Monday, 1 August 2011: 11:30 AM
Marquis Salon 456 (Los Angeles Airport Marriott)
The tropical transition of a Mediterranean storm that occurred on 26 September 2006 over southeastern Italy is investigated. The explosive development classified this cyclone as a bomb and its full-tropospheric warm core as a tropical-like storm or medicane. Forecasts at different scales were analyzed to identify the key mechanisms in the explosive development of the medicane. At 96-h lead time, the European Centre for Medium-Range Weather Forecasts (ECMWF) failed to predict the medicane and the associated upper-level trough downstream of the ex-tropical-cyclone Helene during its extratropical transition. At shorter range, forecasts by both ECMWF and Action de Recherche Petite Echelle Grande Echelle (ARPEGE) were increasingly improved with decreasing lead times. The depth of the medicane was missed, however, probably because of the too low resolution with respect to the 60-km diameter cyclone. Forecasts at kilometre scale were run using the mesoscale model Meso-NH and verified against in-situ and satellite observations.
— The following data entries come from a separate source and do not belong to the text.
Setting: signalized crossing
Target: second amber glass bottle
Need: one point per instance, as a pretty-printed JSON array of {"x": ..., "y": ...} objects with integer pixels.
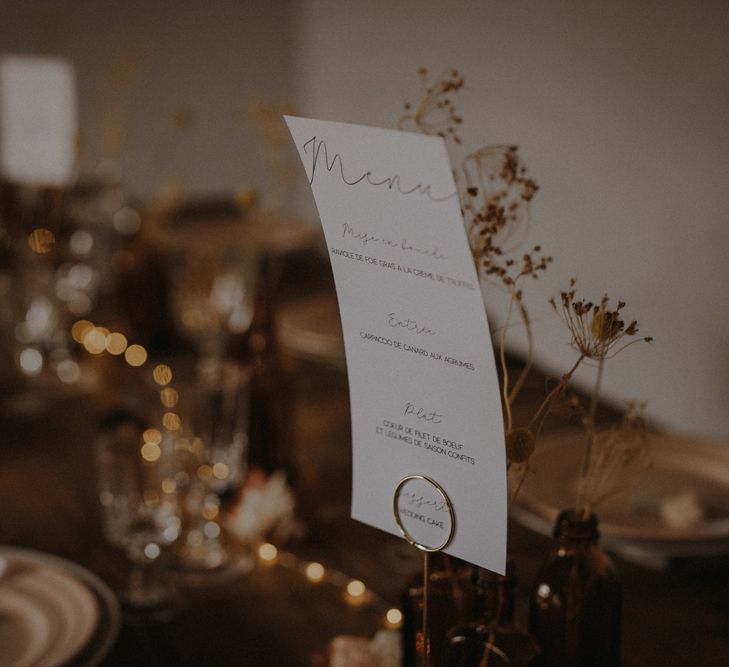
[
  {"x": 576, "y": 602},
  {"x": 491, "y": 637}
]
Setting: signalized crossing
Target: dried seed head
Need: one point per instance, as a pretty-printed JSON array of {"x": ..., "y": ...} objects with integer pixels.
[{"x": 520, "y": 445}]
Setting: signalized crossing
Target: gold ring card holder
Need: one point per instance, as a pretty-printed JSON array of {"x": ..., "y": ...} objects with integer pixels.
[{"x": 424, "y": 514}]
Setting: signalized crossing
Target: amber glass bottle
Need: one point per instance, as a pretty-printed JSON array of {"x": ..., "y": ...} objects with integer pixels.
[
  {"x": 448, "y": 600},
  {"x": 576, "y": 602},
  {"x": 490, "y": 636}
]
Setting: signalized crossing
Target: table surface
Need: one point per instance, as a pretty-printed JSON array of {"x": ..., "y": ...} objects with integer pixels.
[{"x": 273, "y": 616}]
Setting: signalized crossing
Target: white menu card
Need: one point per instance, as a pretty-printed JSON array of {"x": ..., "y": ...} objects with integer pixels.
[
  {"x": 423, "y": 385},
  {"x": 38, "y": 120}
]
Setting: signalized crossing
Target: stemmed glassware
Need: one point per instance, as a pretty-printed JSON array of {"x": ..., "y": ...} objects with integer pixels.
[
  {"x": 141, "y": 509},
  {"x": 219, "y": 419},
  {"x": 212, "y": 295}
]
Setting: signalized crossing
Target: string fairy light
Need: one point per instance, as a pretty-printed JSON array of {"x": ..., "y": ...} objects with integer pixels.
[
  {"x": 353, "y": 591},
  {"x": 99, "y": 340}
]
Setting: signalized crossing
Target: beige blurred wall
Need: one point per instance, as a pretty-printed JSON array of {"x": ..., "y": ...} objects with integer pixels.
[
  {"x": 165, "y": 87},
  {"x": 620, "y": 109}
]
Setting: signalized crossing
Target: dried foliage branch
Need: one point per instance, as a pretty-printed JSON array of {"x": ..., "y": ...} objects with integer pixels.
[{"x": 496, "y": 196}]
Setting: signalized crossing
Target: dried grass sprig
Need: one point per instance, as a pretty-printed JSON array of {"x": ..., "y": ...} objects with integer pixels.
[{"x": 496, "y": 197}]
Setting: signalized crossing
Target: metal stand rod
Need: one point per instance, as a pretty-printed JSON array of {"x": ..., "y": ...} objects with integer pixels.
[{"x": 426, "y": 586}]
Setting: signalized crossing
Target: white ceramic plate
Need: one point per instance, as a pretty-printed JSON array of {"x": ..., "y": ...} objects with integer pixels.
[
  {"x": 25, "y": 629},
  {"x": 685, "y": 477},
  {"x": 79, "y": 613}
]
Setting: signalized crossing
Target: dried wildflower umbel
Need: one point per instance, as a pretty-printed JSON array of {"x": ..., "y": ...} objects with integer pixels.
[
  {"x": 617, "y": 452},
  {"x": 434, "y": 113},
  {"x": 496, "y": 193},
  {"x": 496, "y": 196},
  {"x": 595, "y": 329}
]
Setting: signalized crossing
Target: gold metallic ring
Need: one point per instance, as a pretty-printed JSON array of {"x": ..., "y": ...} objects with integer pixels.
[{"x": 446, "y": 499}]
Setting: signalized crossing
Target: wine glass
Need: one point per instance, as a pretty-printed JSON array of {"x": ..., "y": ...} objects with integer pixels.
[
  {"x": 141, "y": 511},
  {"x": 212, "y": 293},
  {"x": 219, "y": 418}
]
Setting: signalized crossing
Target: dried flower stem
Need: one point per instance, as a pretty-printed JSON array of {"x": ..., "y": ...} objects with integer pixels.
[{"x": 584, "y": 506}]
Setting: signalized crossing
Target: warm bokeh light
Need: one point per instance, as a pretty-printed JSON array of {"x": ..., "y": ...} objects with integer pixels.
[
  {"x": 41, "y": 240},
  {"x": 68, "y": 371},
  {"x": 152, "y": 551},
  {"x": 221, "y": 471},
  {"x": 314, "y": 572},
  {"x": 394, "y": 618},
  {"x": 152, "y": 435},
  {"x": 80, "y": 329},
  {"x": 169, "y": 397},
  {"x": 162, "y": 374},
  {"x": 81, "y": 242},
  {"x": 356, "y": 588},
  {"x": 205, "y": 472},
  {"x": 116, "y": 343},
  {"x": 211, "y": 530},
  {"x": 135, "y": 355},
  {"x": 267, "y": 552},
  {"x": 95, "y": 340},
  {"x": 169, "y": 485},
  {"x": 151, "y": 452},
  {"x": 171, "y": 421},
  {"x": 31, "y": 361}
]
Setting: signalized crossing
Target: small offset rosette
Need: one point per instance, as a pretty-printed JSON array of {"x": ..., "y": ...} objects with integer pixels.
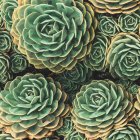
[{"x": 32, "y": 107}]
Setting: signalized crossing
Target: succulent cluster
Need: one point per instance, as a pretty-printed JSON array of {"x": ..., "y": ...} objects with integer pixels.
[{"x": 69, "y": 69}]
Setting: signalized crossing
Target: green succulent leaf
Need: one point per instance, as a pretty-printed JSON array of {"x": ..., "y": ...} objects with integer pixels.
[
  {"x": 115, "y": 6},
  {"x": 129, "y": 22},
  {"x": 5, "y": 41},
  {"x": 18, "y": 62},
  {"x": 66, "y": 128},
  {"x": 108, "y": 26},
  {"x": 7, "y": 9},
  {"x": 96, "y": 60},
  {"x": 5, "y": 73},
  {"x": 129, "y": 132},
  {"x": 73, "y": 79},
  {"x": 74, "y": 135}
]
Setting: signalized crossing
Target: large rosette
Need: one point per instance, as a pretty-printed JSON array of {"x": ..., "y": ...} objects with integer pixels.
[
  {"x": 54, "y": 35},
  {"x": 32, "y": 106},
  {"x": 124, "y": 56},
  {"x": 100, "y": 107}
]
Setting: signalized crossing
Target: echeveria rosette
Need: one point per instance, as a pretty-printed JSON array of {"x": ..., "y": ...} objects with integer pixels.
[
  {"x": 108, "y": 26},
  {"x": 74, "y": 135},
  {"x": 124, "y": 57},
  {"x": 7, "y": 9},
  {"x": 73, "y": 79},
  {"x": 5, "y": 41},
  {"x": 18, "y": 62},
  {"x": 66, "y": 128},
  {"x": 5, "y": 136},
  {"x": 129, "y": 22},
  {"x": 100, "y": 107},
  {"x": 96, "y": 60},
  {"x": 115, "y": 6},
  {"x": 5, "y": 74},
  {"x": 54, "y": 35},
  {"x": 128, "y": 132},
  {"x": 32, "y": 106}
]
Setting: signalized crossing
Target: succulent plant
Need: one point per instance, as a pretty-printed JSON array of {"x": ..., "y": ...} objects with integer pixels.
[
  {"x": 108, "y": 25},
  {"x": 18, "y": 62},
  {"x": 66, "y": 128},
  {"x": 96, "y": 60},
  {"x": 54, "y": 35},
  {"x": 74, "y": 135},
  {"x": 32, "y": 106},
  {"x": 130, "y": 86},
  {"x": 100, "y": 107},
  {"x": 124, "y": 57},
  {"x": 72, "y": 80},
  {"x": 115, "y": 6},
  {"x": 1, "y": 22},
  {"x": 5, "y": 74},
  {"x": 137, "y": 106},
  {"x": 7, "y": 9},
  {"x": 5, "y": 136},
  {"x": 15, "y": 49},
  {"x": 128, "y": 132},
  {"x": 137, "y": 103},
  {"x": 5, "y": 41},
  {"x": 129, "y": 22}
]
The Meso-NH forecasts were found to be very sensitive to the initial conditions. Reduced statical stability at the southern tip of the upper-level trough determined the convective activity around the pre-existing mesocyclone. The medicane was then formed only if enough vertically developed convection was further enhanced on the left jet-exit region. Otherwise, no tropical transition of the mesocyclone was predicted. This study shows the role of an upper-level jet in explosively deepening a mesocyclone into a tropical storm.